Weak convergence of unitary operators on a dense subset.

Question

Suppose $\mathcal{H}$ is a separable Hilbert space over $\mathbb{C}$ with scalar product $(\cdot,\cdot)$. Let $(U_n),\, n\in \mathbb{N},$ and $U$ be unitary operators on $\mathcal{H}$ and $D\subset \mathcal{H}$ be dense such that $$ (x, U_n y) \longrightarrow (x,U y) \quad(n\to \infty)$$ for all $x,y\in D$. Can we already conclude that $U_n \to U$ weakly, that is, the above equation holds for all $x,y\in\mathcal{H}$? If not, is there a reasonable further assumption that would be sufficient to imply weak convergence?

I know this is not true if $U_n$ and $U$ are just bounded, but in all counter-examples I know of, $U$ is not unitary.

Edit: If it helps, $D$ is the linear span of an orthonormal system $(e_k)_{k\in\mathbb{N}}$.

Answer 1

You only need the fact that $\|U_n\|$ is uniformly bounded.

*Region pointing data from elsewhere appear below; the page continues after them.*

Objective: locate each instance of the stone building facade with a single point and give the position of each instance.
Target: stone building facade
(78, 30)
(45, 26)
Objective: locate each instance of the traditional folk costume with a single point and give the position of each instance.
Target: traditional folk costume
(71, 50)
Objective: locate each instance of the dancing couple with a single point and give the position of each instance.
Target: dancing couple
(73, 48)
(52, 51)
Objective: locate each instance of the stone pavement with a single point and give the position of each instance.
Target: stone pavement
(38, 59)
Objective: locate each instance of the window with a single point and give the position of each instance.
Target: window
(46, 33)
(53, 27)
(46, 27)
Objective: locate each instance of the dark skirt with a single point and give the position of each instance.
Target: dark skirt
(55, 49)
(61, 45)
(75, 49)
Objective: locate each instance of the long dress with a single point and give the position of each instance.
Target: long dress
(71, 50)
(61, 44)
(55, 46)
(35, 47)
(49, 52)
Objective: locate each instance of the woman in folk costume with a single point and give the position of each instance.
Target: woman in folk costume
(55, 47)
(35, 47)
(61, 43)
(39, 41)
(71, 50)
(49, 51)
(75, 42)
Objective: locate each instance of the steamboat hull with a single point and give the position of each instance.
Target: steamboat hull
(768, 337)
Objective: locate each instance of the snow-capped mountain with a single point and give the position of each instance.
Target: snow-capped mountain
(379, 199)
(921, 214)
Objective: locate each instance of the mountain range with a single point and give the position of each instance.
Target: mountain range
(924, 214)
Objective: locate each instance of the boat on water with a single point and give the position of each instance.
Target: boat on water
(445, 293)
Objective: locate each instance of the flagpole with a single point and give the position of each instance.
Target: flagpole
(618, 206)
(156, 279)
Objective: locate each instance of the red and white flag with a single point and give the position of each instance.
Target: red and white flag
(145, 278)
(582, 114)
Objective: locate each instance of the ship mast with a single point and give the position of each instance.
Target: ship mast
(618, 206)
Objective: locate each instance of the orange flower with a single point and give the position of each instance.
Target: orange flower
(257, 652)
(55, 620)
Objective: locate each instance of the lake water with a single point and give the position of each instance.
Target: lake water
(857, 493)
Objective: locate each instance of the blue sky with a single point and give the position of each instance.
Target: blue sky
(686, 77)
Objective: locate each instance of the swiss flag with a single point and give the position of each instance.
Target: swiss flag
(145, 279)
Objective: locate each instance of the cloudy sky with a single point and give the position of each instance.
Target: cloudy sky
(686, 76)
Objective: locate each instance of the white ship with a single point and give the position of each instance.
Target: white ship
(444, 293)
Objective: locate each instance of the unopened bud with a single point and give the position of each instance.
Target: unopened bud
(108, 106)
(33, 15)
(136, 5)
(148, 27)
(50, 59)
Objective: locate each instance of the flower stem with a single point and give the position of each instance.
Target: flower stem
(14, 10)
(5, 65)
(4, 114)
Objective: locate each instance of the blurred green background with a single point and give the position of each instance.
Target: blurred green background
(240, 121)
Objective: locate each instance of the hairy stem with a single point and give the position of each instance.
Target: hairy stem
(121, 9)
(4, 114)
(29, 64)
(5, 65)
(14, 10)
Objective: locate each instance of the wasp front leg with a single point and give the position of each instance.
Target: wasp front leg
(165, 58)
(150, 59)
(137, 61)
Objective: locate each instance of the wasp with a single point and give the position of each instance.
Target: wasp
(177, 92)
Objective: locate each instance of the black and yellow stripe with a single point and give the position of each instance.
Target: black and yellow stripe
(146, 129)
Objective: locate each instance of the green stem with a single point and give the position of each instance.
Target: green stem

In our case $\|U\|\leq 1$ and $\|U_n\| \leq 1$ for all $n$.

It is obvious that the limit relation extends to the case when $x \in H$ and $y \in D$.

Now let $x,y \in H$. Choose $y' \in D$ such that $\|y-y'\| <\epsilon$. Then $|(x,U_ny)-(x,Uy)| \leq |(x,U_ny)-(x,U_ny')|+|(x,U_ny')-(x,Uy')|+|(x,Uy')-(x,Uy)|.$ The middle term tends to $0$. The first and the last terms are both bounded by $\|x\|\|y-y'\|<\epsilon \|x\|$.

Answer 2

Since your set is dense, you can approximate $x,y$ via sequences $x_n,y_n$. Now note that: $$|(x,U_ny)-(x,Uy)|^2=$$$$ |(x-x_n,U_ny)+(x_n,U_n(y-y_n))+(x_n,(U_n-U)y_n)+(x_n,U(y_n-y))+(x_n-x,Uy)+(x,Uy)-(x,Uy)|^2$$$$\leq |(x-x_n,U_ny)|^2+|(x_n,U_n(y-y_n))|^2+|(x_n,(U_n-U)y_n)|^2+|(x_n,U(y_n-y))|^2+|(x_n-x,Uy)|^2$$$$\leq||x-x_n||\cdot||U_ny||+||x_n||\cdot||U_n(y-y_n)||+||x_n||\cdot ||(U_n-U)y_n||+||x_n||\cdot||U(y_n-y)||+||x_n-x||\cdot||Uy||$$$$=||x-x_n||\cdot||y||+||x_n||\cdot||y-y_n||+||x_n||\cdot ||(U_n-U)y_n||+||x_n||\cdot||y_n-y||+||x_n-x||\cdot||y||$$

Where we have used (in order) the linearity of the inner product, the triangle inequality, the Cauchy-Schwarz inequality, and the fact that $U,U_n$ are unitary (and thus isometries). Now, each of the terms above gets smaller as $n\rightarrow \infty$, for a different reason.